Minimum permissible value. Converts any value less than the specified floating point number to missing data. This data cleaning method applies to continuous variables only.

Maximum permissible value. Converts any value greater than the specified floating point number to missing data. This data cleaning method applies to continuous variables only.

Aggregation statistics type. Summarizes data by central tendency (mean, median, mode), variation (std. dev.), range (minimum, maximum), total (sum), or none.

    • Mean. The number calculated by adding a group of numbers and then dividing by the count of those numbers. This function is the default for continuous variables and applies to continuous variables only.

    • Median. The middle number of a group of numbers; that is, half the numbers have values that are greater than the median, and half the numbers have values that are less than the median. This function applies to continuous variables only.

    • Mode. The most frequently occurring value in a group of values. In case of a tie, the first value is selected. This function is the default for categorical variables and applies to categorical variables only.

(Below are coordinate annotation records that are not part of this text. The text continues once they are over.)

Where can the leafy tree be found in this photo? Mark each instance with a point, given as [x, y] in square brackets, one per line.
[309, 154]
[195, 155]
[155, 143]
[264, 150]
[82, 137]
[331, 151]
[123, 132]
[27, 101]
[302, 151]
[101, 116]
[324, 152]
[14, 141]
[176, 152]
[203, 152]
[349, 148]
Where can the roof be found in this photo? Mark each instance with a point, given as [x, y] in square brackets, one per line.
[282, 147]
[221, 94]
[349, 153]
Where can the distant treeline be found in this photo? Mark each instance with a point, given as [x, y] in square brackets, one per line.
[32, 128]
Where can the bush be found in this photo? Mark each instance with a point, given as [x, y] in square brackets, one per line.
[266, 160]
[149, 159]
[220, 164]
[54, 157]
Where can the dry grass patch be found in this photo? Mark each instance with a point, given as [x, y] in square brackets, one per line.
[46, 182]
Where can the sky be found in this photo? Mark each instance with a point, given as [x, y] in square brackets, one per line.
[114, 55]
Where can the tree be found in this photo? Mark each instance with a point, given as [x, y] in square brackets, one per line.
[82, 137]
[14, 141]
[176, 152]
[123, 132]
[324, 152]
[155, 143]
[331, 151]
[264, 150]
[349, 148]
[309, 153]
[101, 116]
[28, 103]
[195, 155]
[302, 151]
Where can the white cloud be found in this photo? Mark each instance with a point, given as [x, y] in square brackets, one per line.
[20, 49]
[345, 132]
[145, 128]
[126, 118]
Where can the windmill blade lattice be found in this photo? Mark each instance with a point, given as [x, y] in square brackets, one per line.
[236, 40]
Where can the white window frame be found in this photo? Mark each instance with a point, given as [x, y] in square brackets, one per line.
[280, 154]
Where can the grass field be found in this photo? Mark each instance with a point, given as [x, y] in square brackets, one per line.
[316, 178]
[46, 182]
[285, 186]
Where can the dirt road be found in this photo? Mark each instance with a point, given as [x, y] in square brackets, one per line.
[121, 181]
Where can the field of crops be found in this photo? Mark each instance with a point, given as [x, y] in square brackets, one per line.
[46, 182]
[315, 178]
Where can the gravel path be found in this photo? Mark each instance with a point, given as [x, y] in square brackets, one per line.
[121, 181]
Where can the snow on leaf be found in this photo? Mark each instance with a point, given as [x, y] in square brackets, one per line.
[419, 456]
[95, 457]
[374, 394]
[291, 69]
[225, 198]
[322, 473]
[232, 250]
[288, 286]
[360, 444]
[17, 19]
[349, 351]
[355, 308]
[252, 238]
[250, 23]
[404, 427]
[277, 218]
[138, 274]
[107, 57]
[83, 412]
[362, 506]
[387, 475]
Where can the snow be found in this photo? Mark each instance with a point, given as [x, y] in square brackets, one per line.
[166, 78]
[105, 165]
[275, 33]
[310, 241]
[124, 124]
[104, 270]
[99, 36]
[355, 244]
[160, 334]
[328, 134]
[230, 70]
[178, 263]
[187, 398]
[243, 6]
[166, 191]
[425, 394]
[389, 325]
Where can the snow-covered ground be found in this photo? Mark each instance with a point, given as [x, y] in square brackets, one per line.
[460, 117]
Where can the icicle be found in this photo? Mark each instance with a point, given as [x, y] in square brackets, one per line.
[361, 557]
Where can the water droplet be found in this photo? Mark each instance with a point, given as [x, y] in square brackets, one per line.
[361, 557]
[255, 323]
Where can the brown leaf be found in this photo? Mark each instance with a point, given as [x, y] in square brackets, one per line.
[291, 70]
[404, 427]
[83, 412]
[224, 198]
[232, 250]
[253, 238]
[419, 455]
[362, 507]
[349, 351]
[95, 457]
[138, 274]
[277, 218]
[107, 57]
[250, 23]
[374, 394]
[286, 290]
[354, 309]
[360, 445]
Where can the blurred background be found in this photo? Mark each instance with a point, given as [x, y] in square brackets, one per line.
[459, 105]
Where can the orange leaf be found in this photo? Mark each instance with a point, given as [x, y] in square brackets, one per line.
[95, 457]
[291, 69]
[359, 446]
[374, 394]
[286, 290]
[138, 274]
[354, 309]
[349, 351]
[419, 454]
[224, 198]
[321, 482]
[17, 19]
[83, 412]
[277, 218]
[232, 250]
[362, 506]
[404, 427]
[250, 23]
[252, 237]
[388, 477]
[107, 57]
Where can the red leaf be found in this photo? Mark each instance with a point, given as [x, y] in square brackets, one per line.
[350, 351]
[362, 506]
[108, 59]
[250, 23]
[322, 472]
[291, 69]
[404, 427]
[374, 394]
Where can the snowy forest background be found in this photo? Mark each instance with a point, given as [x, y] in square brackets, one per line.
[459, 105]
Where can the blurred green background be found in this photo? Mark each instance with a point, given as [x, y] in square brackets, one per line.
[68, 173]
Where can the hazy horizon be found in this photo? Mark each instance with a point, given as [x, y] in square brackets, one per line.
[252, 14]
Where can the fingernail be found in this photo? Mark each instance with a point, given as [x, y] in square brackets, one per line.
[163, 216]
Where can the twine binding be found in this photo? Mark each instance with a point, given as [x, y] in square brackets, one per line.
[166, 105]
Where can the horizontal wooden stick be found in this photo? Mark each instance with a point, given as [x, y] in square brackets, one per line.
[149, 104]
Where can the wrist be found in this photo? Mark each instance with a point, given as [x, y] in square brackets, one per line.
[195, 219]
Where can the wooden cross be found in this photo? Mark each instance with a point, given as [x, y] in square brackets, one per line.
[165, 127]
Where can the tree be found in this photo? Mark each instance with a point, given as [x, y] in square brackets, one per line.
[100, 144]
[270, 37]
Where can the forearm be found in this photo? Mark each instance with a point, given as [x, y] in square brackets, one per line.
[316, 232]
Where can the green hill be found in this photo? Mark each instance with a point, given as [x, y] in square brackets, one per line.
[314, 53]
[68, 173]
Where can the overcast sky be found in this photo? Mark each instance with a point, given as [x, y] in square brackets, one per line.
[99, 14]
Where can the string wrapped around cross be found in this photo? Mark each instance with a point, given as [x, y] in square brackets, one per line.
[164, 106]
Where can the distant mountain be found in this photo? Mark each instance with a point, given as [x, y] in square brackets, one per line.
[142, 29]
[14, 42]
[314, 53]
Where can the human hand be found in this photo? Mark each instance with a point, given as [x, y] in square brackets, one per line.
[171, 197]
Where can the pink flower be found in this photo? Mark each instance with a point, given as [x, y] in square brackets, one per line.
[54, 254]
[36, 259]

    • Std. dev. (Standard Deviation). A measure of how widely values are dispersed from the average value (the mean). This function applies to continuous variables only.

    • Minimum. The smallest number in a set of numbers. This function applies to continuous variables only.

    • Maximum. The largest number in a set of numbers. This function applies to continuous variables only.

    • Sum. The total of a series of numbers. This function applies to continuous variables only.

    • None. No aggregation of output variables. Data sources are merged in a Cartesian product (i.e., cross product of variables). This function applies to both continuous and categorical variables.

Note: If None is specified for any of the rows, then the output preserves all multiples. Conversely, if every row has a defined aggregation statistic type (i.e., not None), then the output has only one case for every unique ID (i.e., no multiples).